By analysing how the motivated intruder was able to de-anonymise the data, it will then be possible to evaluate and assess the risk involved and modify the anonymisation process if and where required. This evaluation may include an analysis of where the data will be disclosed and the ease to perform the ‘singling out’, ‘linkability’ and ‘inference’ methods of de-anonymisation. Finally, how the data users’ interaction with the datasets are managed and how the infrastructure is employed to implement restrictions to the data usage.

Conclusions

Being able to completely anonymise a dataset is highly unlikely. The amount of information available that facilitates linkage attacks and other forms of re-identification is immense.
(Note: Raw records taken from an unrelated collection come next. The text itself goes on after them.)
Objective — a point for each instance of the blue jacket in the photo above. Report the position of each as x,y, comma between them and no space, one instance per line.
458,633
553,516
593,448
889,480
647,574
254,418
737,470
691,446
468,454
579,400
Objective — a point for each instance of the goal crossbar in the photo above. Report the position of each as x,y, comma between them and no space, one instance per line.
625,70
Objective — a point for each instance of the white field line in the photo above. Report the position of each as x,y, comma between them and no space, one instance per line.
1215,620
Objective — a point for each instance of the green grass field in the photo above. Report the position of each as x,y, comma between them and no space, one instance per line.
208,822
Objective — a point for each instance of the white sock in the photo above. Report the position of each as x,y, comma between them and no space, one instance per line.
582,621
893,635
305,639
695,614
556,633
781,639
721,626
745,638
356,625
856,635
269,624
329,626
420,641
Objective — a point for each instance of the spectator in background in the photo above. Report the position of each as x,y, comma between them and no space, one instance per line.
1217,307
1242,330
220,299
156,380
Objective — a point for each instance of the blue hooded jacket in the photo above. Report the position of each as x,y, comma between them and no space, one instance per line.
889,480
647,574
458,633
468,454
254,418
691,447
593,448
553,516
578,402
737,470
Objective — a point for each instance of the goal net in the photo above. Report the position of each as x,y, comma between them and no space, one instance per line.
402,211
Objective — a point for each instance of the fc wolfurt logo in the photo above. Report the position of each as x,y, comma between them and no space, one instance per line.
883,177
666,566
The adaptation on mass of voice-enabled assistants is increasing the availability of voice data and audio recordings from voice-based devices are just one of the many sources of identifiers and quasi-identifiers. This is one new example of how an individual can be identified where the cost and time required to do so has reduced.

Even if complete anonymisation is not possible, what is possible is to assess the risk of re-identification that each anonymised dataset has and try to prevent re-identification by all likely and reasonable means available at the given moment and implement the most suitable techniques that protects the data subjects’ identity. Anonymisation, just like encryption, is not a static solution, but an evolving risk that requires periodic reassessment.

[1] A “natural person” is the legal term of an individual human being, as opposed to a “legal person” which means a public of private organization.

[2] De-identification refers to the process of removing subject identifiable items from the data. This may be the anonymization of the data but also the pseudonymization of the data, using techniques such as masking identifiers and generalizing quasi-identifiers within the data.